5 Yurt dışı iştirake ait hisselerin tesliminde KDV istisnası: Bu istisnada hissenin senede bağlanması koşulu bulunmamaktadır. İstisna, kurumun aktifinde en az iki tam yıl süreyle bulunan iştirak hisselerinin satışı suretiyle gerçekleşen devir ve teslimler ile bankalara, finansal kiralama ile finansman şirketlerine borçlu olanların ve kefillerinin borçlarına karşılık iştirak hisselerinin bankalara, finansal kiralama ile finasman şirketlerine devir ve teslimi ile bu iştirak hisselerinin finansal kiralam ile finansman şirketince devir ve teslimi için geçerlidir.
KDVK’da, istisna kapsamındaki kıymetlerin ticaretini yapan kurumların bu amaçla aktiflerinde bulundurdukları iştirak hissesi teslimleri de istisna kapsamına alınmıştır. Ayrıca, KDKV md.17, f.4, b.u ve b.y kapsamındaki teslimler için de istisna söz konusudur.
Vergi dezavantajları:
İlişkili şirkeler arasındaki işlemler yoluyla vergi matrahının azaltılması ve karın başka ülkeye aktarılması riski, hem uluslararası hem de ulusal alanda devletlerin takibindedir. Devletten devlete değişmekle birlikte, bu riski engelleyici kurallar sadece yabancı iştiraklerle yapılan transaksiyonlarda değil, yerli iştirkalerle yapılan transaksiyonlarda da ugulanırlar. Transfer fiyatlandırması yoluyla örtülü kazanç aktarımı, örtülü sermaye, finansman gider ksıtılaması bunlardan bazılarıdır. Bunlar arasında, doğrudan yurt dışı iştiraklerle bağlantılı olarak “kontrol edilen yabancı kurum kazancı”na ilişkin düzenleme dikkat çekidicidir.

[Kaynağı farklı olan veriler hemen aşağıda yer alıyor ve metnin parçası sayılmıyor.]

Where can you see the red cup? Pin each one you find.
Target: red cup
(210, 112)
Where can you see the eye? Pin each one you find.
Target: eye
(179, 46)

Şöyle ki; belli durumlarda, Türkiye merkezli şirket, yurt dışındaki iştirakini kontrolü altında bulunduryorsa, bu iştirak fiilen kar payı dağıtmasa dahi dağıtmış kabul edilerek, Türkiye’de KV’ne tabi tutulmaktadır. Kontrolün varlığı, doğrudan veya dolaylı, ayrı ayrı ya da birlikte yurt dışındaki şirketin sermayesinin, kar payının veya oy kullanma hakkının en az %50’sine sahip olunma halinde söz konusudur. Kuralın uygulanarak vergilendirme yapılabilmesi için; (i) yurt dışı iştirkain ilgili yıldaki toplam gayri safi hasılatının en az %25’inin pasif nitelikli gelirlerden oluşması, (ii)yurt dışı iştirakin bulunduğu devlette en az %10 GV ve KV benzeri vergi yüküne sahip olması, (iii) yurt dışı iştirakin ilgili yıldaki gayri safi hasılatının 100.000 TL karşılığı yabancı paranın üzerinde olması gerekir.
Sonuç
Bir önceki yazımda belirttiğim üzere, yurt dışında şirket kararında vergisel açıdan şirketin nerede kurulduğu, şirketin kurulduğu devlet ile Türkiye arasında çifte vergilendirmeyi önleme anlaşması olup olmadığı ve o devletteki ulusal vergi düzenlemeleri önemlidir. Bunlara ayrıca, o devletteki yerel vergiler ve ek mali yükleri, kurulacak şirketin türü, ortaklık yapısı ve faaliyette bulunduğu sektör gibi faktörleri de eklemek gerekir. Dolayısıyla, her vaka özel olarak değerlendirilmelidir. Her vakıada, öifte vergilendirmeyi önleme anlaşması ile ulusal düzenlemeleri birlikte değerlendirmek gerekir.
Diğer yandan, çoğu durumda, yurt dışında kurulan şirket üzerinden ihracat yapıldığı da göz ardı edilmemelidir.
Ancak, iştirak kazancı istisnaları bakımından paranın Türkiye’ye getirilmesi şart olmasına karşın TL’ye çevrilme zorunluluğun olmaması, ihracat gelirlerinde TL’ye çevrilmesi zorunluluğu karşısında bir avantajdır. Diğer yandan, iştirak kazancı istisnasının para Türkiye’deki hesaplara sokulup ardından hemen yurt dışına çıkartılsa dahi geçerli olmas, bu açıdan yurt dışında şirket açmayı ihracattan daha cazip bir hale getirmektedir.